Biogen Idec Inc., the world’s biggest maker of multiple sclerosis drugs, rose on investor optimism that the company’s Tecfidera pill may gain protection from generic-drug competition in Europe.
Biogen climbed 3.1 percent to $215.20 at the close in New York. European regulators may rule later this year on whether to approve Tecfidera, already cleared in the U.S., the Weston, Massachusetts-based company said in May.

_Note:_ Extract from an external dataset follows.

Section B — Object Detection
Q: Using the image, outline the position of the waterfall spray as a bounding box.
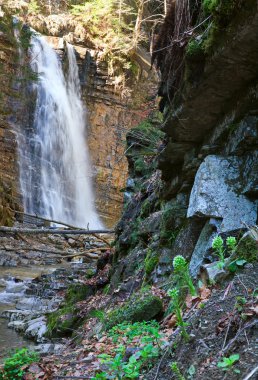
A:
[19,36,101,228]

The European Medicines Agency’s Committee for Medicinal Products for Human Use today granted “new active substance” status to Sanofi’s MS treatment Aubagio, which protects the medicine from generic competition for 10 years. The ruling may help Biogen gain protection for Tecfidera as well, said Brian Abrahams, an analyst at Wells Fargo & Co. in New York.
The Sanofi ruling shows the European regulator “is open to a sponsor’s arguments that a new drug should merit some regulatory exclusivity,” Abrahams said in a note. “We see this as an indirect, incremental positive.”
Tecfidera was approved in the U.S. in March. Biogen has asked the European regulator for exclusivity under a process referred to as the “independent development principle,” Abrahams said. On May 30, Biogen said a European regulatory decision on its pill would be delayed until the second half of this year while the company seeks clarity of the drug’s exclusivity.
The new status for Aubagio also reduces the chance that a generic medicine will contribute to price erosion in the European market for MS therapies, Abrahams said.